Hulme sits directly south of the city centre, next to the University of Manchester and MMU campuses. It's walkable to town in about 20 minutes, which cuts out tram and bus costs entirely. The area has a long history of community-led housing and regeneration, and it shows. There are decent parks, independent cafes, and a noticeably less transient feel than you get in student-heavy areas further along Oxford Road.

It's not glamorous, but it's convenient and it's cheap for how close it is.

2. Rusholme

One-bedroom flats average around £850 to £1,000 per month.

Rusholme is busy and dense, built around the Curry Mile on Wilmslow Road, a long stretch of South Asian, Middle Eastern, and Turkish restaurants that keeps the area lively well into the night. It's not for everyone, but for the right person it's excellent value. The cost of day-to-day living is low because the area caters to a large student population, and buses into the city centre run constantly.

3. Longsight

Flat-shares and terraced houses from around £650 to £850 per month.

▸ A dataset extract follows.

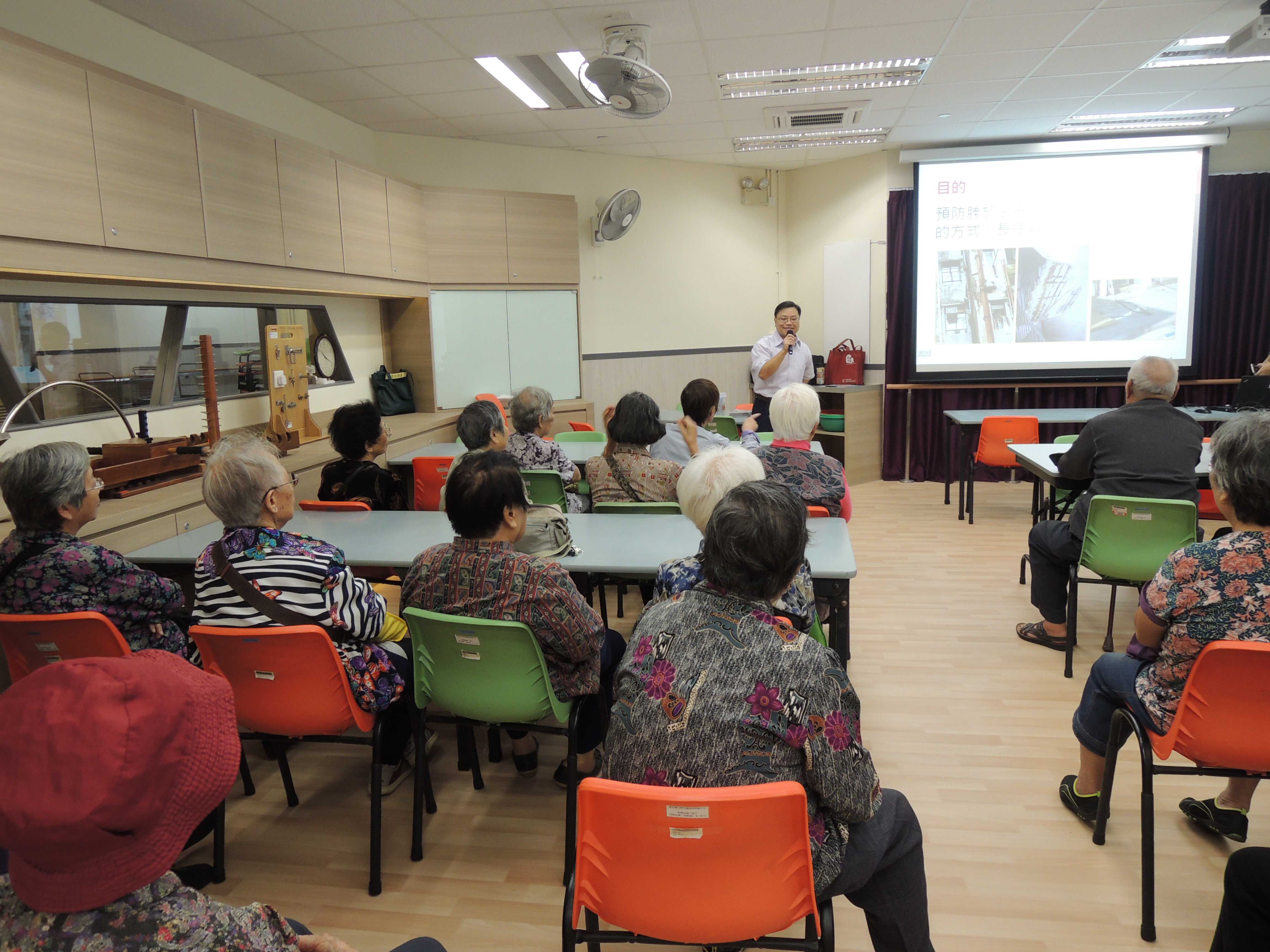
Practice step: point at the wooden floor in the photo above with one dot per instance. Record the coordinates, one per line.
(970, 723)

Longsight is one of the cheaper options this close to the city centre, and it doesn't get much attention in these kinds of lists. It's a straightforward working-class neighbourhood of Victorian terraces, with a busy street market on Stockport Road and a diverse local community that's been there a long time. About three miles from Piccadilly, with decent bus links. If the priority is splitting costs with other people and keeping outgoings low, it's worth a look.

4. Levenshulme

One-bed flats from around £850 to £1,000 per month.

Levenshulme (Levy to locals) has become noticeably more popular over the last few years. There's a weekend market, a handful of independent bars and cafes, and a general sense that the area is figuring out what it wants to be. It's still cheaper than Chorlton or Didsbury, though that gap has been narrowing. The practical argument for it is the train: six to seven minutes to Manchester Piccadilly on Northern Rail, with services running throughout the day.

5. Lower Broughton, Salford

Flats and low-rise apartments from around £900 to £1,050 per month.

Salford is technically a separate city, but Lower Broughton sits close enough to Manchester's centre that the distinction doesn't mean much day to day. Salford Quays and MediaCityUK have become expensive, but Lower Broughton hasn't followed them there yet. It's a mixed, changing area on the banks of the River Irwell, with Deansgate a walkable distance away. Rents here reflect where it is rather than where it's heading.

One thing to factor in

Rent is only part of the monthly cost. Saving £150 on a flat further out can disappear quickly if you're paying for a daily train ticket or a parking space on top. Run the actual numbers before committing. Areas like Hulme, where you can walk to work, or Levenshulme, where the train into Piccadilly takes minutes, tend to hold up better when you account for travel.